Friday, March 14, 2025

 

Forgiveness

Augustine, Sermons 352.7 (Patrologia Latina, vol. 39, col. 15575; tr. Edmund Hill):
Tell me, though, when you pardon someone from your heart, what are you losing? When you pardon the person who sins against you, what will you have less of in your heart? It's from there, you see, that you are forgiving, but you're not giving anything away. On the contrary, indeed, a kind of wave of charity was sweeping over your heart, and so to say welling up from an inner spring; you nurse hatred against your brother, you have blocked up the source. So not only do you lose nothing when you pardon, but you are watered more abundantly than ever. Charity is not limited at all; you place a stone of offense there, and you're limiting yourself. "I'll get my own back, I'll get my revenge, I'll show him, I'll do it." You're all steamed up, you're wearing yourself out, when by granting him pardon you could be without a care in the world, live without a care in the world, pray without a care in the world.

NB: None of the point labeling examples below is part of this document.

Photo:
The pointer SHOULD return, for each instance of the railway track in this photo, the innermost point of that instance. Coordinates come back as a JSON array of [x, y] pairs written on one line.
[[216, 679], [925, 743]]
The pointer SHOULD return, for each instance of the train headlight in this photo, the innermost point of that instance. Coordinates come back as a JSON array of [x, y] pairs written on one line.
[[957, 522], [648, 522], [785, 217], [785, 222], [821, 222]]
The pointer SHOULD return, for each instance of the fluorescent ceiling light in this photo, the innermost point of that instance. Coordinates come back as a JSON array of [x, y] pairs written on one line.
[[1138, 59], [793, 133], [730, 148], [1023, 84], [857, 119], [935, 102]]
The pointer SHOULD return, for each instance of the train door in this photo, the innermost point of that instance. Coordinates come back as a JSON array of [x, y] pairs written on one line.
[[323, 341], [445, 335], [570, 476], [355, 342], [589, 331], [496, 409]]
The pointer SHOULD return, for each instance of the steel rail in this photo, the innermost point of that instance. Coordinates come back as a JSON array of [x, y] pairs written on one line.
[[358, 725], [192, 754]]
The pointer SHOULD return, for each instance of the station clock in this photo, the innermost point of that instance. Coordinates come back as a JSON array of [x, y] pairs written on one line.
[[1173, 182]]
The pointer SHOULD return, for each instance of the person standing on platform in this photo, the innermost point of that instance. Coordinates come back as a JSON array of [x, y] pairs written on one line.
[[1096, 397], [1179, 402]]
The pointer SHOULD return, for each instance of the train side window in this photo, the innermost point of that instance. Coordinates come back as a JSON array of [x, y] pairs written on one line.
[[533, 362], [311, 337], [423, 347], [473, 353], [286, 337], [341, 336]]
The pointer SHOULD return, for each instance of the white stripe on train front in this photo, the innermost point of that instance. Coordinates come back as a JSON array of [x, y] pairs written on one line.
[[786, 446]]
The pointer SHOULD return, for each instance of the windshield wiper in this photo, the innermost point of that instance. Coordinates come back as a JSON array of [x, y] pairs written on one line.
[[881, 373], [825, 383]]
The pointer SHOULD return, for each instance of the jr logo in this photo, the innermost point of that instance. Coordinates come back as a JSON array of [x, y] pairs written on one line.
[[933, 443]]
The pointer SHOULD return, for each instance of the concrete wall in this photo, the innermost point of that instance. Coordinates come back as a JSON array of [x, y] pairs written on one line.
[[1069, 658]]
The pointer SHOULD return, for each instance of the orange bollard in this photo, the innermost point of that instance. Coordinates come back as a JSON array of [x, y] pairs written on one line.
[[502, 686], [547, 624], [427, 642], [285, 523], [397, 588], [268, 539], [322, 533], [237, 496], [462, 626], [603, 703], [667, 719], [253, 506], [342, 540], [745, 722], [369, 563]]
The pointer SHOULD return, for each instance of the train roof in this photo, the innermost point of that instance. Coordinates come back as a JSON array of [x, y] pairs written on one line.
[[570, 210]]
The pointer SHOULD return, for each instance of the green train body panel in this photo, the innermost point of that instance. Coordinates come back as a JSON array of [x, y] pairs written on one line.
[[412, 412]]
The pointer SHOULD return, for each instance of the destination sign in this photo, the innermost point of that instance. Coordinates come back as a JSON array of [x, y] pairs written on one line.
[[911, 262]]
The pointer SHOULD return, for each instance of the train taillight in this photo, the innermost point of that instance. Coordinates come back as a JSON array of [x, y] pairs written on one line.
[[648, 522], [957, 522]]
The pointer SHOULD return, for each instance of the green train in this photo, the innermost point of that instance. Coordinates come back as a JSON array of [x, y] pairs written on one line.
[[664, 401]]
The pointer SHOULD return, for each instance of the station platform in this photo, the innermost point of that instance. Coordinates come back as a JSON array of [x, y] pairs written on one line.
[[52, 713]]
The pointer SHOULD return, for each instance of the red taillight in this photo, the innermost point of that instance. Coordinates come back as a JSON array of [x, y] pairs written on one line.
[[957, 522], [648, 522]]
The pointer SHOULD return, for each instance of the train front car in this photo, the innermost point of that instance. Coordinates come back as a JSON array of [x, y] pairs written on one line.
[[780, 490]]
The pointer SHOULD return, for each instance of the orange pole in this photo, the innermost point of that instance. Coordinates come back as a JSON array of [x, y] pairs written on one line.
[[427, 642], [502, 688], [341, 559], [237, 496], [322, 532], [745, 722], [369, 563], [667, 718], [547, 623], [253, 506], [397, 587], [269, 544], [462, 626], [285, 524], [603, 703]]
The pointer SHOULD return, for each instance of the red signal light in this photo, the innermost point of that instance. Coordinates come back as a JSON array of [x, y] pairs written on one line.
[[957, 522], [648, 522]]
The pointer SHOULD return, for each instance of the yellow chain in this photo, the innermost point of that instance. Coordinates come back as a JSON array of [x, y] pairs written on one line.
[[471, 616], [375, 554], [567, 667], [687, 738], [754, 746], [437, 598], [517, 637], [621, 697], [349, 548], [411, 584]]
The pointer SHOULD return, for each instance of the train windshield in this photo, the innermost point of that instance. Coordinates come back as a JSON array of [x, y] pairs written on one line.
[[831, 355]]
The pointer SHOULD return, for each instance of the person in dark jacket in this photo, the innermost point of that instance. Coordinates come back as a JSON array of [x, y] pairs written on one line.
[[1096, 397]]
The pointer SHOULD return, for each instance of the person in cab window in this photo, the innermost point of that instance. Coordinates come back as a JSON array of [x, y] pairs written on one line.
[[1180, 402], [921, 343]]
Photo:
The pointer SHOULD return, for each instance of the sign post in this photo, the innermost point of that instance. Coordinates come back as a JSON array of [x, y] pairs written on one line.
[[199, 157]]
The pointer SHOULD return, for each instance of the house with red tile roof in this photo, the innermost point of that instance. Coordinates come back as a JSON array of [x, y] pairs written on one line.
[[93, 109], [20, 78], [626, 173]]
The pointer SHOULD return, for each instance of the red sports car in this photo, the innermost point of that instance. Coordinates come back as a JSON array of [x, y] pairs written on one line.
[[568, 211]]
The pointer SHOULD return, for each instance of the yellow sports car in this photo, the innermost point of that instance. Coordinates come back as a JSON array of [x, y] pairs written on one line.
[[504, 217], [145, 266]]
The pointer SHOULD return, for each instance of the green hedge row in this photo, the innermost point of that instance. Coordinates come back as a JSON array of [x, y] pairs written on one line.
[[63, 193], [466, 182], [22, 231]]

Dic mihi, cum ignoscis de corde, quid perdis? Cum ignoscis ei qui peccat in te, quid minus habebis in corde tuo? Inde enim dimittis, sed nihil amittis. Immo vero unda quaedam caritatis ibat in corde tuo, et tamquam de vena interiore manabat: tenes odium contra fratrem, obturasti fontem. Non solum ergo nihil perdis, cum ignoscis; sed abundantius irrigaris. Caritas non angustatur. Ponis ibi lapidem offensionis, et tu tibi facis angustias. Vindicabo me, ulciscar me, ego illi ostendam, ego faciam: aestuas, laboras, cui licet ignoscendo esse securum, securum vivere, securum orare.